La Camusso porta ad esempio il caso della lavoratrice licenziata da Ikea. Non una bella storia, in effetti. Cosa risponde?
«Di sicuro questo caso non c’entra nulla con il Jobs Act: quella signora era stata assunta dieci anni fa, aveva la protezione dell’articolo 18».

E dunque quali sarebbero i correttivi che sareste disposti a discutere con Cgil e gli altri partiti della sinistra?
«Invece di ridurre il vantaggio ad assumere a tempo indeterminato, mi preoccuperei di disincentivare i contratti a termine. Il decreto Poletti del 2014, che li liberalizzò, ebbe il merito di sostenere la ripresa dell’occupazione. Ora con il Jobs Act quell’incentivo ha meno senso».

L’Italia in effetti è un Paese piuttosto liberale sui contratti a termine: in Germania, Francia e Spagna il limite è di due anni, si possono fare solo due rinnovi e vanno giustificati. Da noi sono possibili cinque rinnovi in tre anni, e senza causale. Siete disponibili ad allinearvi allo standard europeo?
«Io eviterei la reintroduzione delle causali perché farebbe risalire il contenzioso di fronte ai giudici del lavoro. Però si potrebbe ridurre il numero dei rinnovi e il tempo massimo da tre a due anni».

Lei crede che il governo sia disposto a introdurre questa novità da subito nella Finanziaria in discussione alla Camera?
«Non ne abbiamo parlato, ma se ci fosse un ampio grado di convergenza a mio parere potrebbe valutarlo».

Resta il fatto che un Tribunale amministrativo ha eccepito di fronte alla Corte costituzionale il costo “irrisorio” dei licenziamenti. Questo non è un problema?
«Dove necessario siamo intervenuti: abbiamo raddoppiato il costo dei licenziamenti collettivi, e quei fondi serviranno a finanziare le politiche di sostegno ai cassintegrati».

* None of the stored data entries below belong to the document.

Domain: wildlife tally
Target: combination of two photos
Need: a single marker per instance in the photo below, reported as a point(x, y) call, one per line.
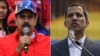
point(49, 28)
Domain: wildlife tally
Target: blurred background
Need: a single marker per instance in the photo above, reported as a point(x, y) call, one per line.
point(59, 32)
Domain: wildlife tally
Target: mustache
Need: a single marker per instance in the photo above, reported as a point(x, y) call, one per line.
point(26, 25)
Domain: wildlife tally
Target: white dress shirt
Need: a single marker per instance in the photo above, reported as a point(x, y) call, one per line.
point(73, 50)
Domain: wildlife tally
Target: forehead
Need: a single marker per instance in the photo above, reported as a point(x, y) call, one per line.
point(75, 9)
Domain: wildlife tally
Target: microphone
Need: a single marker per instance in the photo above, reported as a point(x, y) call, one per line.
point(26, 31)
point(71, 35)
point(75, 42)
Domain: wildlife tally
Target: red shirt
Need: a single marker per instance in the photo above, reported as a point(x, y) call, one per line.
point(39, 46)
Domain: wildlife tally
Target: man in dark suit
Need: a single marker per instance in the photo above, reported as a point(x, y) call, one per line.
point(76, 19)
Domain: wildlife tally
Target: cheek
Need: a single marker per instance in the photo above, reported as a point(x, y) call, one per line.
point(67, 23)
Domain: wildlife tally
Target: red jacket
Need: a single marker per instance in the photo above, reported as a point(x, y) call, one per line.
point(40, 46)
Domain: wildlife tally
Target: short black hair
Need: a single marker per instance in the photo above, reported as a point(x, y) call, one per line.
point(77, 4)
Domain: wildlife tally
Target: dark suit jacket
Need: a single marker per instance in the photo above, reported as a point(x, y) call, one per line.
point(61, 48)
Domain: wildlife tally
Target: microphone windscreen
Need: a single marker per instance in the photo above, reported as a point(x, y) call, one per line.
point(26, 30)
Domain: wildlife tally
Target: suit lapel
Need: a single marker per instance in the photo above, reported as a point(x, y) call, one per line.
point(88, 45)
point(65, 48)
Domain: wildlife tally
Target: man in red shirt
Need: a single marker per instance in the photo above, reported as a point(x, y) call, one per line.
point(25, 41)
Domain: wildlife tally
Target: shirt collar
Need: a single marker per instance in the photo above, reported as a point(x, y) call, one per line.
point(81, 40)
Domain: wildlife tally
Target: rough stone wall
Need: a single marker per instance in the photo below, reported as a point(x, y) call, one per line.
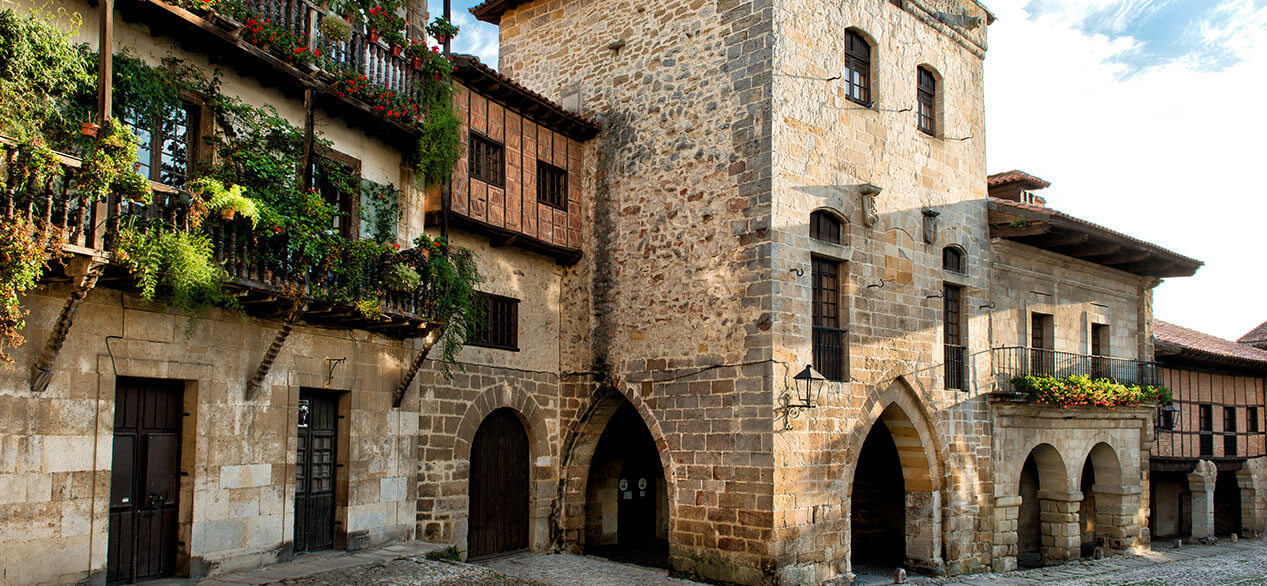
point(677, 262)
point(825, 149)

Il caso però riguarda un licenziamento individuale.
«I costi dei licenziamenti individuali in Italia sono in linea con la media europea, se non più alti. In Italia con 12 anni di anzianità il licenziamento prevede una compensazione di due mesi per ogni anno di lavoro fino a un tetto di 24 mensilità. In Francia la riforma Macron prevede un mese di compensazione per ogni anno di lavoro e un tetto di 20 mesi. Ma per ottenerlo occorre aver lavorato trent’anni».

Nel Pd non tutti la pensano così. Dunque lei è contrario?
«Penso che l’aumento del costo dei licenziamenti individuali sarebbe un colpo mortale ai contratti a tempo indeterminato. Nessun imprenditore troverebbe più conveniente farli».

L’obiezione che le farebbe Camusso è che i contratti a tempo indeterminato sono già diminuiti.
«Gli occupati a tempo indeterminato sono aumentati di oltre cinquecentomila unità in due anni e mezzo, e se nel 2017 la propensione ad assumere a tempo indeterminato è scesa è perché le imprese hanno dubbi sulla possibilità che il Jobs Act resti tale. La conferma degli incentivi per i giovani prevista da questa Finanziaria è la risposta a quelle preoccupazioni».

Ci dica una ragione per la quale il Jobs Act ha funzionato.
«Gliene dirò tre: l’aumento degli occupati, del numero delle imprese con più di 15 dipendenti e il crollo del contenzioso».